Professor Dame Sarah Gilbert
Professor of Vaccinology at the University of Oxford

For over fifteen years, Professor Gilbert has been making and testing vaccines. Professor Gilbert joined the Nuffield Department of Medicine at Oxford University in 1994 and became part of the Jenner Institute (within NDM) when it was founded in 2005. Her chief research interest is the development of viral vectored vaccines that work by inducing strong and protective T and B cell responses. She leads the Jenner Institute programme in influenza vaccine development and works on vaccines for many emerging pathogens, including Nipah virus, MERS, Lassa virus and CCHF virus.

Professor Gilbert is currently the Oxford Project Leader for ChAdOx1 nCoV-19, a vaccine against the novel coronavirus SARS-CoV-2. This vaccine, tested by the University of Oxford in clinical trials of over 23,000 people in the UK, Brazil and South Africa, is now in use in many countries worldwide in the fight against the Covid-19 Pandemic.

A woman wearing glasses
Dr Zahra Rattray

Dr Zahra Rattray
Senior Lecturer in Translational Pharmaceutics at the University of Strathclyde

As a Pharmacist and Pharmaceutical Scientist with experience of working across the community, hospital, pharmaceutical industry and academic sectors, Zahra has been practising for over thirteen years.

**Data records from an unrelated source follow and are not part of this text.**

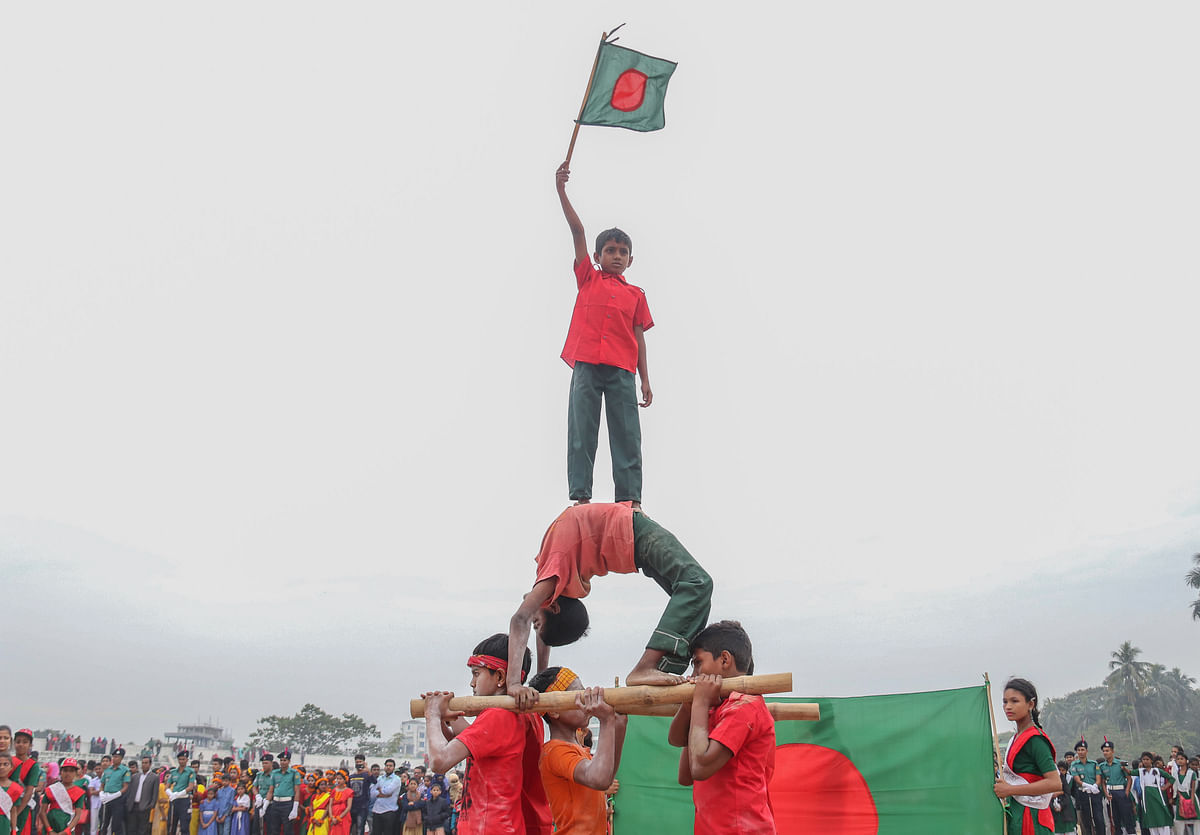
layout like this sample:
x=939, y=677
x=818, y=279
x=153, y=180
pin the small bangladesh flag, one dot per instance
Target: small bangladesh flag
x=628, y=89
x=904, y=764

In this time she has contributed to the AstraZeneca drug development pipeline as a scientist, and later the pre-clinical development of the Patrys Ltd PAT-DX1 portfolio during her postdoctoral position at the Yale School of Medicine Cancer Center.

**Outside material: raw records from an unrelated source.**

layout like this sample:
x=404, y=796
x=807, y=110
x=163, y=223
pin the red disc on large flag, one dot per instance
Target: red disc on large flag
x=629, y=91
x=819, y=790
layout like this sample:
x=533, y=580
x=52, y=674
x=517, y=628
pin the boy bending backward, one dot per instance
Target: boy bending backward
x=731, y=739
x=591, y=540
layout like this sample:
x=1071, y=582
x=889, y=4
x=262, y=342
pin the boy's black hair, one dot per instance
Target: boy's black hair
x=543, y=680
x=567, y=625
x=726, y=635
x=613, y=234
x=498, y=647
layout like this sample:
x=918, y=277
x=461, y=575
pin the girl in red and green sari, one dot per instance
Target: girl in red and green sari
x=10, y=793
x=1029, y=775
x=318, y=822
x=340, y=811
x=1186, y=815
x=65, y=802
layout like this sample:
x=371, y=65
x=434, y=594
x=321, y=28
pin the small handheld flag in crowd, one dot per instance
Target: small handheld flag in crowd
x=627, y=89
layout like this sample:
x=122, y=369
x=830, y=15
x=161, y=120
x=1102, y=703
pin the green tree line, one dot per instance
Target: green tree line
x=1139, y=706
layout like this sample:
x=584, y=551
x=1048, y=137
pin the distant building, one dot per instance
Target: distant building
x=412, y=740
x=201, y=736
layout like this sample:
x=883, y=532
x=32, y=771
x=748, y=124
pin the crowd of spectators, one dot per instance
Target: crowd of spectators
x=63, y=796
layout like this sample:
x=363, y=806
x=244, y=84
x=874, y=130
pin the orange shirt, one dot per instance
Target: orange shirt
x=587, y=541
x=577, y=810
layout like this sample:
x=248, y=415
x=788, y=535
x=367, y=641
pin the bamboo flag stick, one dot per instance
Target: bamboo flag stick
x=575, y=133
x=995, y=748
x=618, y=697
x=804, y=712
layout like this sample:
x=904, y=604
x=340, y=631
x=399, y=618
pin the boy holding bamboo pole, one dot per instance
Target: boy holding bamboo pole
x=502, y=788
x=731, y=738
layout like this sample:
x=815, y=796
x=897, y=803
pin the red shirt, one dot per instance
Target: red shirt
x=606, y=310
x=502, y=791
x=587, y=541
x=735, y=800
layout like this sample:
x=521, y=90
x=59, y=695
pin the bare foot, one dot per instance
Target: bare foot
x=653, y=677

Dr Rattray joined the Strathclyde Institute of Pharmacy and Biomedical Sciences at the University of Strathclyde in Fall 2018, where she is currently director for the EPSRC Multiscale Metrology Suite for Next-generation Health Nanotechnologies. Her primary research interests lie in the development of novel biomacromolecular and nanomedicine drug delivery systems for targeting breast, colon and brain cancers using an inter- disciplinary and sector approach.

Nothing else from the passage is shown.